# Transformer For Time-series Anomaly Detection

*3 main points* ✔️ Finally, Transformer appears in multivariate time series anomaly detection!

✔️ Deep learning, including graphs, has improved the representation of multivariate time series but is still limited to a single point in time

✔️ We leverage Transformer's expressive power for global and long-term linkages to confirm its performance over traditional SOTA with a two-branch structure including a modified Anomaly-Attention

Anomaly Transformer: Time Series Anomaly Detection with Association Discrepancy

written by Jiehui Xu, Haixu Wu, Jianmin Wang, Mingsheng Long

(Submitted on 6 Oct 2021 (v1), last revised 13 Feb 2022 (this version, v4))

Comments: arXiv

Subjects: Machine Learning (cs.LG)

code：

The images used in this article are from the paper, the introductory slides, or were created based on them.

## Background

Finally, Transformer has appeared in multivariate time series anomaly detection. In fact, before this paper, Transformer was used in GTA (Chen et al., 2021), a model that learns the relationship between multiple IoT sensors by a graph structure, for modeling the time axis and reconstruction criteria for anomaly detection. The block diagram is attached. Other models such as TranAD, TiSAT, etc. are being presented one after another. When I have a chance, I would like to introduce these as well.

The Anomaly Transformer introduced here is a modified version of the self-attention mechanism for anomaly detection.

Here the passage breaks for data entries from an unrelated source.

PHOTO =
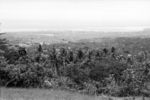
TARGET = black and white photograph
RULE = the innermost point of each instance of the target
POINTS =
(74, 49)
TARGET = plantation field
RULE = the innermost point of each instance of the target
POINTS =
(45, 94)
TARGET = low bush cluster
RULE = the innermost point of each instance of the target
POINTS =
(92, 71)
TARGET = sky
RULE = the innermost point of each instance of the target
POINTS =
(16, 15)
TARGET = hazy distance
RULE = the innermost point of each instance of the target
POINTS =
(103, 15)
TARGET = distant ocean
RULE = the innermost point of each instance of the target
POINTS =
(104, 29)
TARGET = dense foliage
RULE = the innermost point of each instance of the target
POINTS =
(90, 70)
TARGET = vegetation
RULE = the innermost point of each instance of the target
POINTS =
(115, 70)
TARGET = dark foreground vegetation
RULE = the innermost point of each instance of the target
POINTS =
(117, 68)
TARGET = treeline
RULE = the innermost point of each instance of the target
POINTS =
(92, 71)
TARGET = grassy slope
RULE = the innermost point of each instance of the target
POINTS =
(45, 94)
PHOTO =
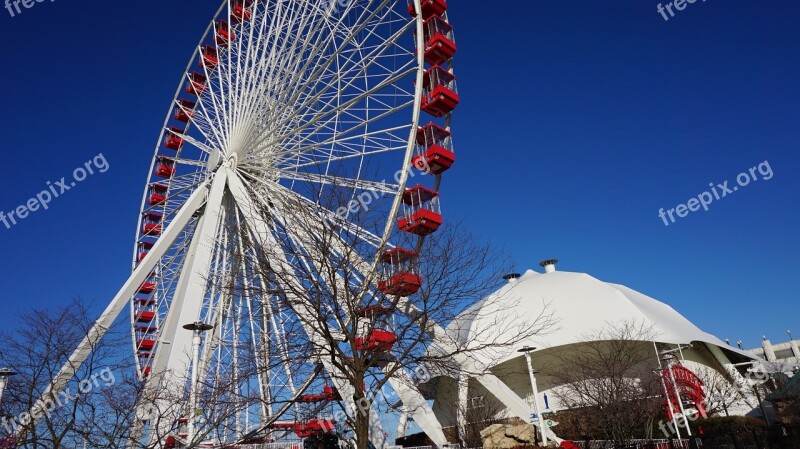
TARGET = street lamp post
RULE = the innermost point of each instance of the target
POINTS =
(660, 375)
(197, 328)
(5, 373)
(668, 361)
(542, 424)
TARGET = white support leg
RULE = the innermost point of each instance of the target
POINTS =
(172, 357)
(265, 239)
(120, 300)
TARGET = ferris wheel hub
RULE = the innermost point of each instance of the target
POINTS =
(232, 162)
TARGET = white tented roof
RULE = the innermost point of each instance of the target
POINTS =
(581, 305)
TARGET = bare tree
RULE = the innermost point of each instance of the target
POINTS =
(607, 378)
(37, 349)
(722, 394)
(370, 323)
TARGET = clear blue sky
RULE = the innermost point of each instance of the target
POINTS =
(579, 121)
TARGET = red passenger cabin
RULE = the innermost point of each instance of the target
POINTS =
(196, 85)
(440, 95)
(210, 58)
(378, 340)
(440, 43)
(313, 427)
(145, 311)
(399, 275)
(144, 248)
(157, 194)
(430, 8)
(184, 111)
(145, 316)
(165, 168)
(151, 224)
(422, 213)
(240, 11)
(172, 139)
(434, 150)
(224, 35)
(375, 312)
(328, 394)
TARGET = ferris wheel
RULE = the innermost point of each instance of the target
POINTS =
(292, 118)
(284, 105)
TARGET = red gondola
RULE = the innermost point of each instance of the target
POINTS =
(440, 43)
(240, 11)
(429, 8)
(157, 194)
(421, 211)
(224, 35)
(151, 225)
(184, 111)
(172, 139)
(434, 150)
(196, 84)
(144, 248)
(399, 274)
(377, 340)
(440, 96)
(165, 167)
(210, 58)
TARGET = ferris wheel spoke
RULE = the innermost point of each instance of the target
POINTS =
(341, 139)
(294, 90)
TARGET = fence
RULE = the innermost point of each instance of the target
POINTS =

As a repeat of our previous article, we focus on unsupervised learning here, because in real-world data, when we want to perform anomaly detection, anomalies are rare, and labeling them is difficult. In this case, we need to create a normal/abnormal discrimination criterion without any supervised data. Classical methods include density estimation and clustering methods, but these do not take into account the temporal component and are difficult to generalize to unseen real-world scenarios. Recent deep learning models have achieved excellent results by taking advantage of the ability of neural networks to learn representations. The main method category involves pointwise representation learning through regression-type networks and self-supervised learning through reconstruction or autoregressive tasks. As expected, due to the small amount of anomaly data, it is difficult to discriminate complex time-axis patterns. Also, reconstruction or prediction errors are computed at each time point, making a comprehensive representation of the temporal context difficult.

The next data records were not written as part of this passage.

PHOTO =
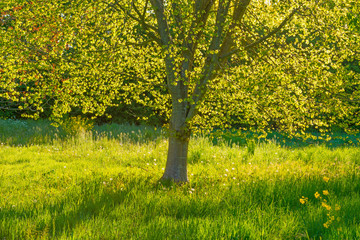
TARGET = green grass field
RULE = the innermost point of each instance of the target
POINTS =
(104, 185)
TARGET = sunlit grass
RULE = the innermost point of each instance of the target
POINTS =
(104, 185)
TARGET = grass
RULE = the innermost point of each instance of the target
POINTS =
(104, 185)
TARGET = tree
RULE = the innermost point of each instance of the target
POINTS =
(259, 63)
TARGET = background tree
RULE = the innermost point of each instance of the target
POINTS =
(259, 64)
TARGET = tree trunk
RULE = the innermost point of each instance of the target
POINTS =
(176, 164)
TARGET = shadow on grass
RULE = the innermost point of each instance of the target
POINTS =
(262, 204)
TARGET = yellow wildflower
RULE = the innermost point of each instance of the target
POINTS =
(328, 207)
(337, 207)
(303, 200)
(317, 195)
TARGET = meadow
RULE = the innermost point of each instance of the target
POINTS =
(103, 184)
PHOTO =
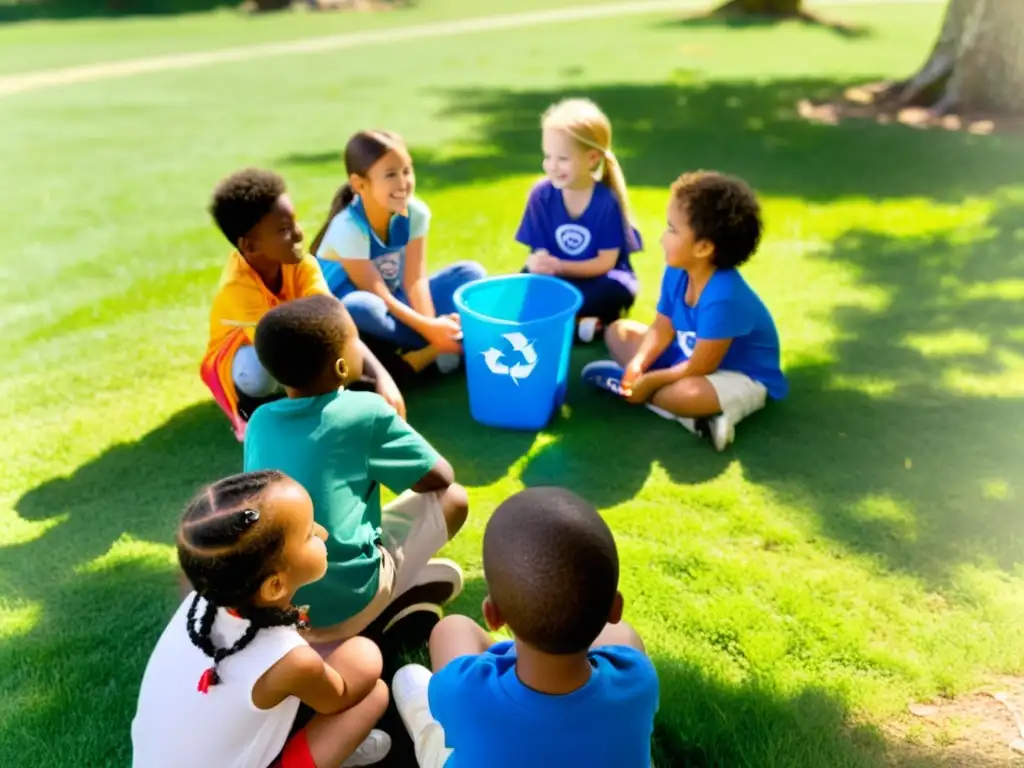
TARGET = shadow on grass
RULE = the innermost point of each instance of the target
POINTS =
(750, 128)
(925, 473)
(33, 10)
(734, 20)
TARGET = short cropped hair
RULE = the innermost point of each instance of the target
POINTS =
(297, 341)
(723, 210)
(552, 568)
(240, 201)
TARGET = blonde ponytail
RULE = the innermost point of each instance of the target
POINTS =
(614, 179)
(590, 128)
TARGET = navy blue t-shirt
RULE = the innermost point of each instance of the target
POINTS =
(728, 308)
(491, 719)
(547, 223)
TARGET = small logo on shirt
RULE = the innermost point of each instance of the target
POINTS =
(687, 342)
(572, 239)
(388, 266)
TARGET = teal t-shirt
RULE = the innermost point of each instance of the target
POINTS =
(341, 448)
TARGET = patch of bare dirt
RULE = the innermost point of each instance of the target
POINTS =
(869, 101)
(984, 729)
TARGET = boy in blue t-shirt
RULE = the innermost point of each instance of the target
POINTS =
(712, 355)
(574, 687)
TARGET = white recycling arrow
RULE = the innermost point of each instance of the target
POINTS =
(519, 371)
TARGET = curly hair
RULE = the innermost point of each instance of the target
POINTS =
(297, 341)
(722, 210)
(240, 201)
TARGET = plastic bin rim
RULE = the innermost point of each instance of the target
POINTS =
(461, 305)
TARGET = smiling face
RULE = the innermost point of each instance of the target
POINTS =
(389, 182)
(565, 163)
(303, 554)
(682, 249)
(276, 238)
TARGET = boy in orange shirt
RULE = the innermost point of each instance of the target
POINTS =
(253, 210)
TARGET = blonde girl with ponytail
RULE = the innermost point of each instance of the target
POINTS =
(577, 223)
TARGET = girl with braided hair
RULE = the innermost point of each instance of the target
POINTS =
(231, 682)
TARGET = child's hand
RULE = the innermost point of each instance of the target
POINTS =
(631, 375)
(444, 334)
(642, 389)
(387, 389)
(542, 262)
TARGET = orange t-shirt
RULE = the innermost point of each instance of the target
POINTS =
(241, 301)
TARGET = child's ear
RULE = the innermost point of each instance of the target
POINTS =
(492, 615)
(704, 249)
(615, 614)
(272, 589)
(357, 182)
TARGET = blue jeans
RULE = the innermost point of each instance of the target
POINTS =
(372, 317)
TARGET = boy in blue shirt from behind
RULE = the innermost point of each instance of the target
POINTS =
(712, 355)
(574, 687)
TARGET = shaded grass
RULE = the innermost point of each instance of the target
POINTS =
(857, 547)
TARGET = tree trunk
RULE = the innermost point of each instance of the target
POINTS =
(977, 64)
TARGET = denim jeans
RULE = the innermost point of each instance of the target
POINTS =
(372, 317)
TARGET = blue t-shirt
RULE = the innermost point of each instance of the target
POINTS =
(491, 719)
(546, 223)
(728, 308)
(350, 237)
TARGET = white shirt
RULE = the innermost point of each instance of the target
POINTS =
(175, 725)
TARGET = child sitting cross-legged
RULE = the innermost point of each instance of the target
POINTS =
(230, 681)
(342, 446)
(574, 688)
(711, 357)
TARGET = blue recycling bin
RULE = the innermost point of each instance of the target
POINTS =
(517, 337)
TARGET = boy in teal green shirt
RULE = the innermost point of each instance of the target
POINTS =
(342, 445)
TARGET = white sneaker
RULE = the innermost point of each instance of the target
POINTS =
(719, 430)
(587, 329)
(373, 750)
(409, 691)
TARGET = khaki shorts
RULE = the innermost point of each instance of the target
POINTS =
(737, 393)
(413, 529)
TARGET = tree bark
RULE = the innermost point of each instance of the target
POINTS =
(977, 62)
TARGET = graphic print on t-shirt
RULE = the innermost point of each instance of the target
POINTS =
(572, 239)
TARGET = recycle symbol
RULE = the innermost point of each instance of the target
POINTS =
(520, 370)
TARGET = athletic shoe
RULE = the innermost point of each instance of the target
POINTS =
(718, 430)
(373, 750)
(409, 691)
(606, 375)
(588, 329)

Another category of methods uses explicit association modeling to detect anomalies. Vector autoregression and state-space models belong to this category. Graphs are also included. As introduced previously, GNNs have been applied to learn dynamic graphs of multivariate time series. Although they have improved their representational capabilities, they are still restricted to a single point in time models. Subsequence-based methods, on the other hand, detect anomalies by computing the similarity between subsequences. However, these methods cannot capture the detailed temporal relationships between each time point and the whole series.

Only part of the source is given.